Она подождала на крыльце, пока доктор появится из тумана и моросящего дождя.

— Прости, не мог приехать раньше, — сказал он, когда она открыла дверь. — Чертовски трудный день. Здравствуй, мавр.

— О, я так рада, что вы приехали. На этот раз это действительно срочно, хотя, когда я звонила, я еще не знала об этом. Она жалуется на боль в паху. Мне это очень не нравится. Бен, не трогай дверь на улицу! — Бен продолжал указывать рукой на сад, складывая губы, чтобы опять произнести какое-то ругательство. — Не обращайте на него внимания, он любит покрасоваться. — Она открыла дверь в музыкальную комнату. Над диваном по-прежнему горел свет, но среди подушек спала только свернувшаяся клубком Фолли.

— Она, должно быть, поднялась к себе, — сказала Эмма. — Похоже, что ей плохо. Неважно, что она пытается это скрыть. Я вас позову.

Перепрыгивая через две ступеньки, она взбежала наверх и зашла в спальню бабушки. Свет не горел, постель не была расстелена. Неужели она ушла в игровую комнату или к Дотти? Эмма спустилась в холл. Бен вновь пытался открыть дверь на улицу, жестикулируя и шевеля губами. И тут Эмма заподозрила неладное. То же самое мальчишка делал и на подоконнике в библиотеке. Окно выходило на смотровую площадку и вспаханное поле за каменной оградой.
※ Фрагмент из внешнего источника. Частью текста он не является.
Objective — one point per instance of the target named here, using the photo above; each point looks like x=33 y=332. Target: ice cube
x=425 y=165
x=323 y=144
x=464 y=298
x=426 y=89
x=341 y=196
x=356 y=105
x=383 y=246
Эмма вошла в прихожую и включила свет. Домашние туфли Мад аккуратно стояли у стены. Сапоги, непромокаемый плащ и кепка исчезли. О, нет… Эмма вернулась в холл и в бессилии развела руками.

— Бесполезно, — сказала она. — Она нас обманула. Вся эта история с болью в паху — чудовищная ложь, чтобы сбить меня со следа. Что же нам теперь делать, Господи Боже мой?

Бевил Саммерс поднял брови:

— Не будем вмешивать Господа, хорошо? Попробуй объяснить толком, в чем дело.

Эмма продолжала, как не слыша:

— Когда я ее коснулась, она даже поморщилась, сказала, что хочет отдохнуть, попросила присмотреть за детьми. — Эмма остановилась на середине фразы. — Правда, она довольно неожиданно сказала, что у нее болит…

— Конечно, — сказал доктор. — Ты уже должна достаточно хорошо изучить свою бабушку, чтобы разобраться, когда она что-нибудь затевает. Я-то ее знаю. — Он вздохнул. У него был трудный день, и это было заметно. — Так или иначе, ты хочешь сказать, что ее нет дома? Она ушла в такую погоду на улицу?

— Боюсь, что да. Нету сапог и плаща. Конечно, она нарочно подстроила, чтобы вы не смогли ее удержать.

— А почему я должен ее удерживать? Прогулка по саду ей не повредит.

Эмма удивленно посмотрела на него. Ну конечно, он не понимает. Она же ему не рассказывала.

— Мад ушла не на прогулку по саду. Она и еще примерно тридцать фермеров задумали нечто ужасное. Называется операция «дерьмовозка». Я не могла говорить об этом по телефону.